There were various dial plans, with different access prefixes depending on the type of service. All such prefixes have been removed, except for international calls from landlines.

==Landline service==
All landline subscriber numbers follow the pattern:
- 60B-YXX-XXXX
Where B is the dialing zone (where the number is located),
Y is 2 to 8 (or 9 for pay phones),
and X is any digit.

Each department belongs to only one dialing zone. Calls from landlines to both landline and mobile numbers are placed by dialing the 10-digit subscriber number with no prefix.

Calling internationally from Colombian landlines requires a carrier-selection code be included after the 00 IDD prefix, before the country code and foreign subscriber number:

- 00A-XX... Where XX represents the destination country dialing code and A represents one of the national long-distance carriers, but new long distance operators are using 0Axy format:

| 00456 | Claro Fijo |
| 00444 | Claro Móvil |
| 00414 | Tigo |
| 005 | Tigo |
| 007 | ETB |
| 009 | Movistar |

==Mobile service==
As with landlines, calls from mobile phones to both landline and mobile numbers are placed by dialing the 10-digit subscriber number with no prefix.

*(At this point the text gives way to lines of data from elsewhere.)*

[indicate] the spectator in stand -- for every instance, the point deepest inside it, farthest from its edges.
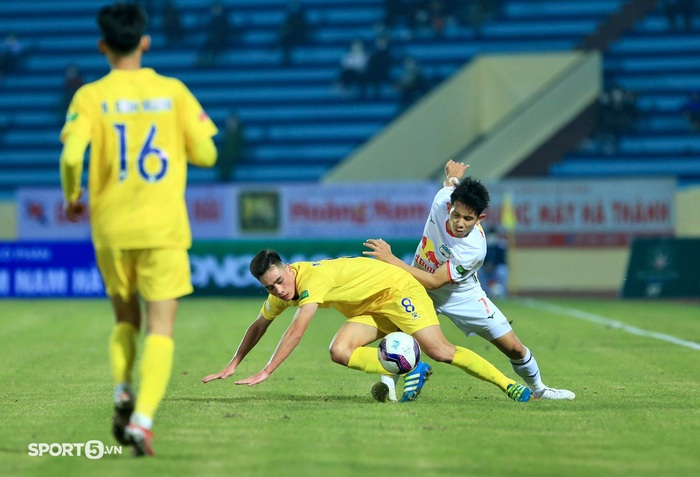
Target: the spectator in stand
(172, 23)
(379, 66)
(412, 83)
(680, 10)
(438, 13)
(72, 81)
(617, 114)
(11, 54)
(691, 111)
(232, 147)
(353, 69)
(220, 35)
(294, 30)
(493, 274)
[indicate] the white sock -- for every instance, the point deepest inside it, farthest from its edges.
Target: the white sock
(391, 382)
(527, 369)
(120, 389)
(141, 420)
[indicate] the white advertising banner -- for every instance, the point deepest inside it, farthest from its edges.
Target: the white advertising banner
(391, 210)
(586, 212)
(40, 215)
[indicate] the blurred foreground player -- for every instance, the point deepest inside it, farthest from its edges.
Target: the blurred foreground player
(142, 129)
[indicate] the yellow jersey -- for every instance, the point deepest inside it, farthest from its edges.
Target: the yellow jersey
(353, 286)
(140, 126)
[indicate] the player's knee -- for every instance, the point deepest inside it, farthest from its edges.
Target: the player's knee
(340, 354)
(443, 353)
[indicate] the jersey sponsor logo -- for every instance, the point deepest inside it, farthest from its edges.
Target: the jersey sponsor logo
(445, 251)
(427, 252)
(423, 264)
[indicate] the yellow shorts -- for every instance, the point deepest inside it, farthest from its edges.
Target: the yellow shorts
(408, 310)
(156, 274)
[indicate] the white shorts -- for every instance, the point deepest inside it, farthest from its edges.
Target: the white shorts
(475, 314)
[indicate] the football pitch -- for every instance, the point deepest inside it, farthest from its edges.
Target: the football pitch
(634, 365)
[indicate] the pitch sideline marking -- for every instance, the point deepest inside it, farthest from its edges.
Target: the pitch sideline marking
(601, 320)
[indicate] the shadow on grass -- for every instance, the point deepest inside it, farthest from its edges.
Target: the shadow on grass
(277, 397)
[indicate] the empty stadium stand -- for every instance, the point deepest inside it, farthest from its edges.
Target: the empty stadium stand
(297, 124)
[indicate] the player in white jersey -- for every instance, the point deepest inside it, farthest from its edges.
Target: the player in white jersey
(446, 262)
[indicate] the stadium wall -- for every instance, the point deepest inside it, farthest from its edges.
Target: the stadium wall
(535, 270)
(8, 220)
(491, 114)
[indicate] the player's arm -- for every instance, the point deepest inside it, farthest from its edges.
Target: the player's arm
(454, 172)
(289, 341)
(381, 250)
(255, 331)
(71, 167)
(202, 153)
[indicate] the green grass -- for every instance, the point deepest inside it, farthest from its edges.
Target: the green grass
(637, 410)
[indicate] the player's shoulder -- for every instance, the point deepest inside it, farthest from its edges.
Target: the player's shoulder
(171, 81)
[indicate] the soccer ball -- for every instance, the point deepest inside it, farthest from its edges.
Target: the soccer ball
(398, 352)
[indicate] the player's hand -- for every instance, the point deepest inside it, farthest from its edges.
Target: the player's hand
(455, 169)
(255, 379)
(379, 249)
(225, 373)
(75, 209)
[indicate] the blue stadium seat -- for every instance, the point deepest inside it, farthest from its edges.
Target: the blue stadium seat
(295, 120)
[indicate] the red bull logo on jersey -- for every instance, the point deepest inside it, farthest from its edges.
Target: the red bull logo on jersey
(427, 258)
(445, 251)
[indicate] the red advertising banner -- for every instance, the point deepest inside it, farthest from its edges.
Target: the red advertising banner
(547, 213)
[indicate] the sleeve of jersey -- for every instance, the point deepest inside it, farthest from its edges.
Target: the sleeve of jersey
(199, 130)
(75, 136)
(461, 264)
(273, 307)
(78, 118)
(72, 166)
(438, 210)
(313, 289)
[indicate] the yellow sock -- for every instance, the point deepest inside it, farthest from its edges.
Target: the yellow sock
(478, 367)
(156, 366)
(366, 359)
(122, 351)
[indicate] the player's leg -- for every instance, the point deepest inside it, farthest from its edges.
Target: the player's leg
(525, 365)
(433, 342)
(118, 275)
(349, 345)
(349, 349)
(163, 277)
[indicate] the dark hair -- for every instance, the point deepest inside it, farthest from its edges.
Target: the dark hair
(263, 260)
(122, 26)
(471, 193)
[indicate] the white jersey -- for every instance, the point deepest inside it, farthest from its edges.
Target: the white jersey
(464, 256)
(462, 300)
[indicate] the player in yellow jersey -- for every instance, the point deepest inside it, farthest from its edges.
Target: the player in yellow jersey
(143, 129)
(375, 297)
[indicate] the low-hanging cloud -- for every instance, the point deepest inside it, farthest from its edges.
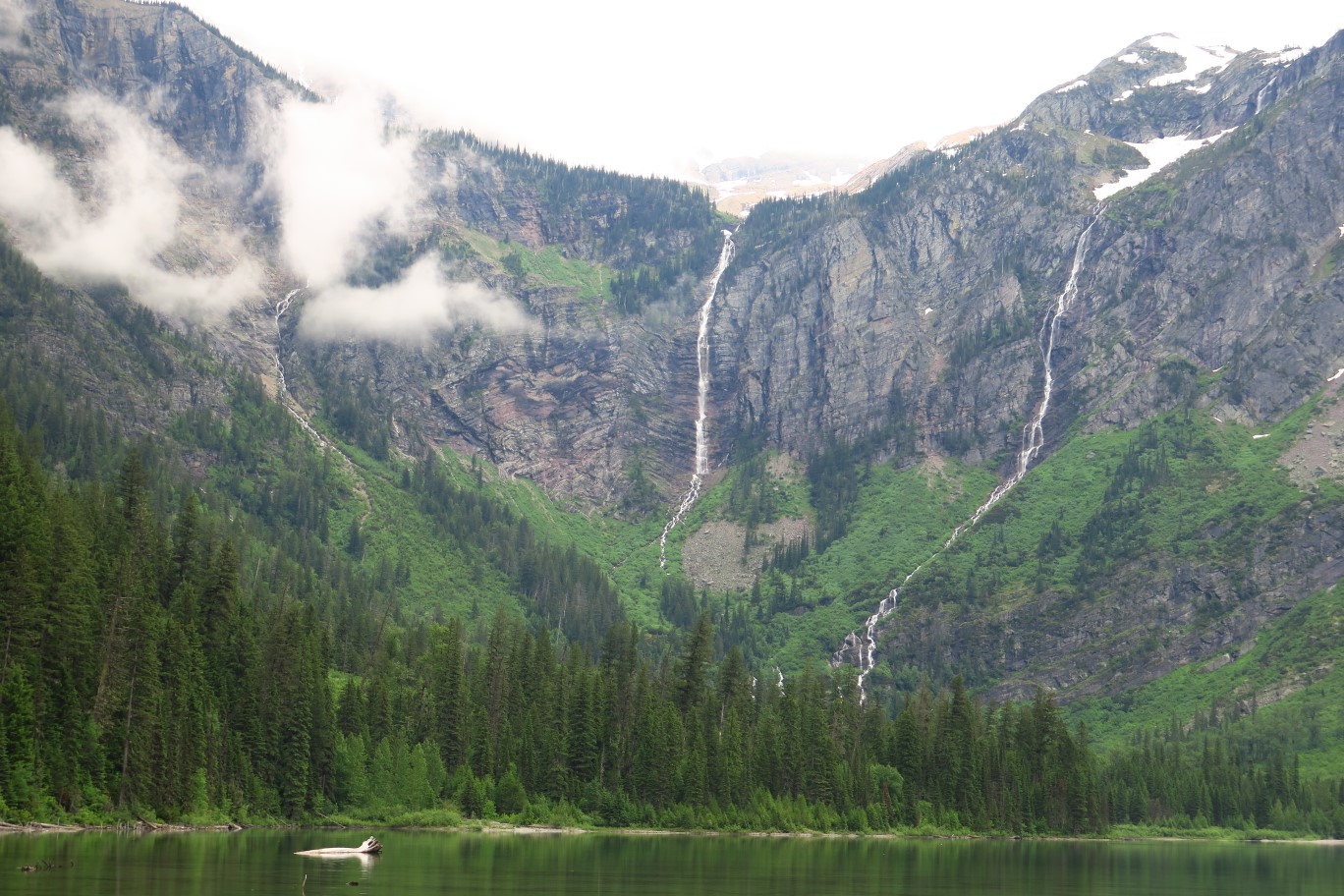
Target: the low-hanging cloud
(130, 218)
(422, 301)
(14, 17)
(339, 175)
(346, 180)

Mobile subscriber numbers follow the pattern:
- 3MM-XXX-XXXX
where 3MM usually indicates one of the country's mobile phone operators.

| Prefix | Mobile operator |
|---|---|
| 300 301 302 304 305 324 | Tigo |
| 302 323 | WOM |
| 304 | Flash Mobile |
| 304 305 | ETB |
| 305 | Móvil Éxito |
| 310 311 312 313 314 320 321 322 323 | Claro, formerly known as Comcel |
| 315 316 317 318 | Movistar |
| 319 | Virgin Mobile |
| 333 | Suma Movil |
| 350 351 | Avantel |

Since Colombia adopted the mobile number portability, these 3MM codes only indicate the original operator when the subscriber obtained the number; individual subscriber numbers may use other operators.

==Toll-free service==
Toll-free numbers follow the pattern:
- 01-800-XXX-XXXX

Before 2002, the format was 9800-XXXXXX. When the current format was adopted in that year, existing toll-free numbers were given the format 01-800-0XX-XXXX. These numbers were advertised with the grouping 01-8000-XXX-XXX, leading many people to erroneously believe that the general prefix for toll-free numbers is 01-8000.

==Other services==
===Toll-based service===
- 01-900-XXX-XXXX
- 01-901-XXX-XXXX

===Dial-up internet service===
- 01-947-XXX-XXXX
- 01-948-XXX-XXXX

===Emergency numbers===
- 1-2-3, for all emergency services.
- 1-1-2, for only Police services.
- 1-1-9, for only Firefighting services.
- 1-3-2, for only Ambulance services.